This has become one of our favorite soups. It’s quick, tasty, filling and comforting. It’s easy to customize the level of heat, and the toppings add a lot of flavor and texture.
Chicken Tortilla Soup
Servings: 8
Equipment
- Blender
- Dutch oven
Ingredients
Soup
- 6 cups chicken stock
- 6 cups water
- 1½ lbs chicken thighs boneless, skinless
- 1 large onion
- 4 cloves garlic
- 3 tbsp chipotles in adobo
- ½ cup fresh cilantro
- 12 tortilla chips
- kosher salt and pepper to taste
- 1 large can black beans drained and rinsed (optional)
For Serving
- 1 avocado chopped
- ¼ cup cilantro minced
- sour cream
Instructions
Soup
- Combine chicken stock, water, chicken thighs, onion and garlic in a dutch oven or other heavy stock pot. Add salt and pepper to taste. Simmer over medium heat until thighs are tender and shredable, approximately 45 minutes.
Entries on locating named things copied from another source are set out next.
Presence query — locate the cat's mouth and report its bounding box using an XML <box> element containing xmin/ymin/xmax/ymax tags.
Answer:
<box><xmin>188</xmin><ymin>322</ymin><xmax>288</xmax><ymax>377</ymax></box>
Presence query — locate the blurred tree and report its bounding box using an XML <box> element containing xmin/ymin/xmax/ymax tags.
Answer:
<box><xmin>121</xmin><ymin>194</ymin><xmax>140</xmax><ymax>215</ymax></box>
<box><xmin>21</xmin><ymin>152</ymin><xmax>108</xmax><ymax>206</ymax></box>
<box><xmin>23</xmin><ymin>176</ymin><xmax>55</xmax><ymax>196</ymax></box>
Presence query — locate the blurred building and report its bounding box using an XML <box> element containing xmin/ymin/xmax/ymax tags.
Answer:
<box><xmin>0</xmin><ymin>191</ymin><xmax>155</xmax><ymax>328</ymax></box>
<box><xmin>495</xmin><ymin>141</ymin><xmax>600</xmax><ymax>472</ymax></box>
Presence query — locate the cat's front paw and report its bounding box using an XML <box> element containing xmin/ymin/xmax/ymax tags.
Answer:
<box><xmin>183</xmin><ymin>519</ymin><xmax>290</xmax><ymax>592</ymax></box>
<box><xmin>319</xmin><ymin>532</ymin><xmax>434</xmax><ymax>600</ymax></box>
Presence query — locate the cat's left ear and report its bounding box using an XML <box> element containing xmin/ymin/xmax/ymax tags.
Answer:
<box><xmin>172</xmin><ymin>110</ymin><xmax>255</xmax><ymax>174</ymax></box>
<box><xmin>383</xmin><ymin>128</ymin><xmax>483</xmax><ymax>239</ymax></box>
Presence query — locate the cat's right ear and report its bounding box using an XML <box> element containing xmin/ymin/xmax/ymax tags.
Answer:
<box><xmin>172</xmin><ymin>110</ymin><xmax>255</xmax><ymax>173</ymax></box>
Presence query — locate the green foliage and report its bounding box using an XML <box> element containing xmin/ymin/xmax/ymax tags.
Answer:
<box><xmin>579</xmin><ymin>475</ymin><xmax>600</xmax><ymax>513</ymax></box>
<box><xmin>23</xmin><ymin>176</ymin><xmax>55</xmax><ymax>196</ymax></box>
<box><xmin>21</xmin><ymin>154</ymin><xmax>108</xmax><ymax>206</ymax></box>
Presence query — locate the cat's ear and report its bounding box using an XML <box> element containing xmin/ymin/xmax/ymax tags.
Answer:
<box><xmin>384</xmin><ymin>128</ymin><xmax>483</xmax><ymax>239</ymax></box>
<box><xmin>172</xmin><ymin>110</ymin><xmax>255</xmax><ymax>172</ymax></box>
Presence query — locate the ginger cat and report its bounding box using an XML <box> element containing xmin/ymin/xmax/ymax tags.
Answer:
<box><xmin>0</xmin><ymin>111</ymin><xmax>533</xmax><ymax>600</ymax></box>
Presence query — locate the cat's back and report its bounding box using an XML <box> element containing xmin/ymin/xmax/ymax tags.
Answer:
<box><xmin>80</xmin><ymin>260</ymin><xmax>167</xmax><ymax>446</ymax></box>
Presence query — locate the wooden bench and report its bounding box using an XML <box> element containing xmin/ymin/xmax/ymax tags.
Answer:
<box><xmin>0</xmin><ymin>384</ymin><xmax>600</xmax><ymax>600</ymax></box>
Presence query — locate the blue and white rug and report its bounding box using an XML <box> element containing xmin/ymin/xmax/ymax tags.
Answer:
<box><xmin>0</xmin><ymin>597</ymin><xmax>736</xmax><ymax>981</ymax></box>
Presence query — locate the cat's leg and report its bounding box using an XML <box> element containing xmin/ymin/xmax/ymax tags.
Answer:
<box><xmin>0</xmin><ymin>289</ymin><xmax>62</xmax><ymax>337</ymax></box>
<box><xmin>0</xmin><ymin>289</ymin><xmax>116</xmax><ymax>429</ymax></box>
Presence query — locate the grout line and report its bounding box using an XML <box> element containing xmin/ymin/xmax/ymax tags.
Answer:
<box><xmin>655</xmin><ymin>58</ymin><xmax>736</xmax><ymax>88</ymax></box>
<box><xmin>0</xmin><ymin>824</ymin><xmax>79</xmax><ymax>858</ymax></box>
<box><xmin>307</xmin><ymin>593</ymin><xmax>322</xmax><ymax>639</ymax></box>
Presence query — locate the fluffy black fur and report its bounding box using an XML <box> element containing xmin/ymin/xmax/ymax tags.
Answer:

- Remove chicken and shred. Set aside
- Skim out solids and place in blender with cilantro, chiles in adobo and tortilla chips. Add enough stock to half fill blender jar. Blend until completely smooth.
- Add shredded chicken, black beans and blended mixture to stock in pot and simmer to combine flavors, approx 15 minutes.
- Adjust seasoning with salt and pepper as desired.
- Serve with avocado, cilantro, sour cream and additional tortilla chips if desired.